Siapakah si pemungut cukai di bait Allah yang disebut Yesus dalam Injil?
Terhadap si pemungut cukai pun dapat disebut beberapa hal yang negatif, namun dalam arti yang lain. Misalnya ia menjauhkan diri dari orang-orang lain; hal ini kurang baik sebagai teladan kebersamaan atau persaudaraan. Ia tidak berani mengarahkan pandangannya ke atas/ke langit. Tetapi ada alasannya yang dapat dibenarkan. Ia hanya berani memandang ke bawah, tidak berani memandang ke atas ke arah Allah. Ia memukul diri, dan itu memang wajar dan baik, sebab ia merasa dirinya harus bertobat. Ia menyebut dirinya “orang berdosa”, dan memang benar! Ia tahu bahwa ia dalam hidup dan perbuatannya tidak mendengarkan suara hati atau hatinuraninya. Maka ia mohon rahmat pengampunan Allah. Inilah yang benar! Dan inilah satu-satu cara atau jalan yang harus ditempuhnya untuk dapat diselamatkan. Si pemungut cukai itu sadar akan keadaan dirinya sendiri. Inilah sikap dasar yang memang harus dimiliki si pemungut cukai itu. Dan dengan demikian maka dengan rendah hati mohon rahmat Allah. Itulah sifat dan sikap kesalehan kristiani yang sejati.

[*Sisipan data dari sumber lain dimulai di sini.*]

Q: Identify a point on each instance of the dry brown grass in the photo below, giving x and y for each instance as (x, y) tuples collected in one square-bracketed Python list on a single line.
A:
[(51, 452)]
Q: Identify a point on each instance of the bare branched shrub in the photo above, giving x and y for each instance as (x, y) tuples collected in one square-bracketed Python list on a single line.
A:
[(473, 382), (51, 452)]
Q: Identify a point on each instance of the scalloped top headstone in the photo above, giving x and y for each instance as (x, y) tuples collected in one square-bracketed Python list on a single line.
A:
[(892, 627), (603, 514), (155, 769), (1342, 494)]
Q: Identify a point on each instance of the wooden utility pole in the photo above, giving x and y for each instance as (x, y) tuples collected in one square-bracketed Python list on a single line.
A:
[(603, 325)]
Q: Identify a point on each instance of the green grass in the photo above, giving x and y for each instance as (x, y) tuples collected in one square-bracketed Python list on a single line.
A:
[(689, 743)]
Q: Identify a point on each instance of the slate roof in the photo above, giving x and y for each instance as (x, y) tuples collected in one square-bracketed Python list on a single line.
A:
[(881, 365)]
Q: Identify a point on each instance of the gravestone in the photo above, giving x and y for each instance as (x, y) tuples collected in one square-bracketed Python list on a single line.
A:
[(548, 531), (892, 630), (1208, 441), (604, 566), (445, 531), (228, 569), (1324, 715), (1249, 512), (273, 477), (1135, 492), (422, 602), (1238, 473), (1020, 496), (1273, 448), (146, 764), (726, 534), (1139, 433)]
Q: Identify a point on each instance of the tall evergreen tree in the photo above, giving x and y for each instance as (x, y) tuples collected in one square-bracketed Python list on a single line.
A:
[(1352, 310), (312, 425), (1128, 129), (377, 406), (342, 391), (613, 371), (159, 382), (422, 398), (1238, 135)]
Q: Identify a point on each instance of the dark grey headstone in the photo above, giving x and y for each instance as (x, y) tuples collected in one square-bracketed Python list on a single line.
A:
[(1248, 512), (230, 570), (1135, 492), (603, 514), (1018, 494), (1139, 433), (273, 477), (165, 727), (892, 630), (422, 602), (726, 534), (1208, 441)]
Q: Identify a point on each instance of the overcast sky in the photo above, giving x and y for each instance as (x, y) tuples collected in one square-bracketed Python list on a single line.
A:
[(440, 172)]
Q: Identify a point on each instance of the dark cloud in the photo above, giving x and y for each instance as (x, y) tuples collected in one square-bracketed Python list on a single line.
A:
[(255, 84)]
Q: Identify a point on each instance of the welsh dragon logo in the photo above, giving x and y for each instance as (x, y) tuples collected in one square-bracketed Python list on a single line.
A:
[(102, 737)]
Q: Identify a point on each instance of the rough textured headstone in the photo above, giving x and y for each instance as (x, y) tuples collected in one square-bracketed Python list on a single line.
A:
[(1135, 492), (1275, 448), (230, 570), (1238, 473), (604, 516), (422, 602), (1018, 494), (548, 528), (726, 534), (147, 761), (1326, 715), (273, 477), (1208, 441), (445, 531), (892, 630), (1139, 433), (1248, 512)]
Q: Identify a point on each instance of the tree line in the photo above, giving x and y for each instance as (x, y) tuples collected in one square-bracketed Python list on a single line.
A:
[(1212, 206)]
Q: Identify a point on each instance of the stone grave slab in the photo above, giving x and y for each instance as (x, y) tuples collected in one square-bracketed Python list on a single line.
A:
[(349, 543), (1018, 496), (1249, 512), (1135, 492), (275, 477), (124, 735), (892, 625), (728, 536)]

Siapakah sebenarnya orang yang saleh atau yang sungguh hidup beragama secara benar? Sambil menunjuk dua orang manusia, yaitu seorang Farisi dan seorang pemungut cukai, yang keduanya baru berdoa di bait Allah, Yesus menegaskan bahwa hal penting yang harus disadari dan dihayati oleh orang yang saleh (= yang sungguh beriman dan hidup beragama dengan tulus dan jujur), bukanlah mengutamakan hal-hal keagamaan yang tampak dan dapat dilihat orang-orang lain, sehingga memberi kesan sebagai orang saleh yang dekat dengan Allah. Melainkan lebih menyadari apa yang dilakukan Allah kepada manusia. Nah, Allah datang merendahkan diri kepada manusia. Karena itu pada dasarnya hidup saleh atau hidup beragama sebagai orang yang sungguh beriman, pada hakikatnya pertama-tama adalah rahmat. Kesalehan sejati bukanlah hasil prestasi, bukan sebagai buah kecil atau besar hasil usaha dan jerih payah manusia, melainkan sebagai usaha menerima uluran tangan Allah sebagai rahmat.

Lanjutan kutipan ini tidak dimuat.